4. THE SIN OF CREDIBILITY PROBLEMS
First there’s the simple problem of lack of continuity, as they say in the movie business—one scene contradicting another. If you have a mother with three kids in one scene and the same mother has seven kids in the next scene and it’s only six months later, there’s a credibility problem (or she’s done some mighty fast adopting). On a less obvious level, lack of credibility can occur in situations such as when children are preternaturally wise or always smarter than their parents, like those TV sitcom kids who talk with the ironic smarts of little Jon Stewarts or David Lettermans.
Lack of credibility is a real problem in memoirs or personal essays in which the first-person narrator, a stand-in for the author, fails to move us or fails to make readers trust and believe emotions or even facts. We’ve heard plenty about the controversies over falsified memoirs, such as James Frey’s or JT Leroy’s, but readers can find a narrator lacking in credibility due to an attitude of self-pity or self-aggrandizing; if the narrator is always the victim of others’ wrongs or always wins the day, the reader is eventually going to feel resentful and distrustful. To be credible, a memoir narrator writing from an adult perspective must be self-aware.
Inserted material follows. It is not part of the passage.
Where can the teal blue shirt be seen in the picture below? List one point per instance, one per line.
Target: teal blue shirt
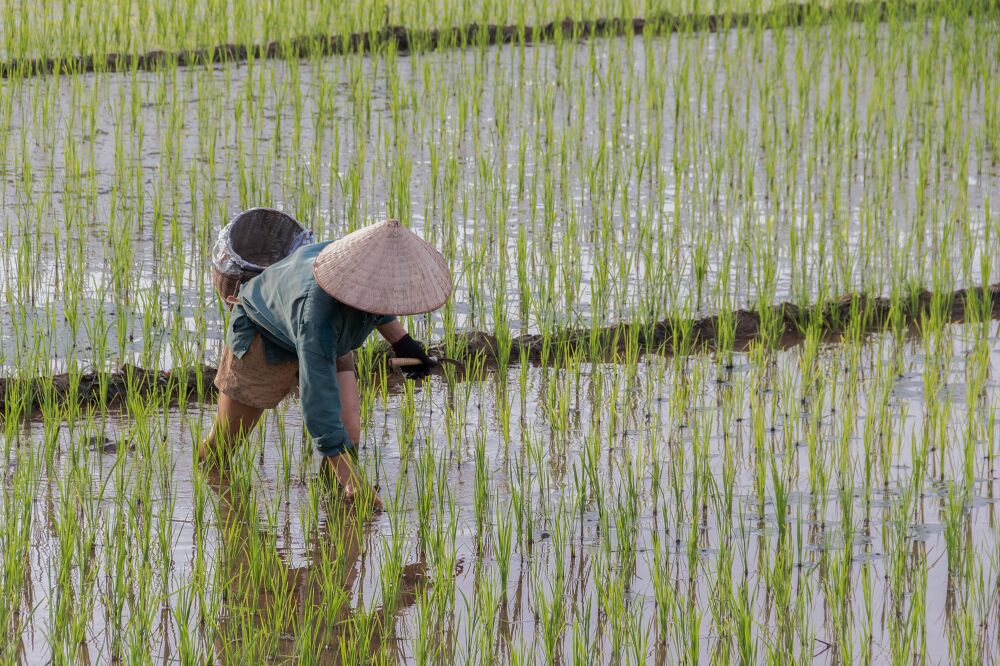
(300, 322)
Granted, in fiction we have the device of the unreliable narrator, as in Eudora Welty’s famous story “Why I Live at the P.O.,” and there are those memoirists, such as Lauren Slater, who have made a career out of unreliability, as in her book Lying. But these are cases in which the author
deliberately invites you to mistrust the narrator. In most novels and memoirs, trust between reader and narrator is essential. Don’t risk losing that trust by making your narrator either too self-regarding or too villainous to believe in your scenes.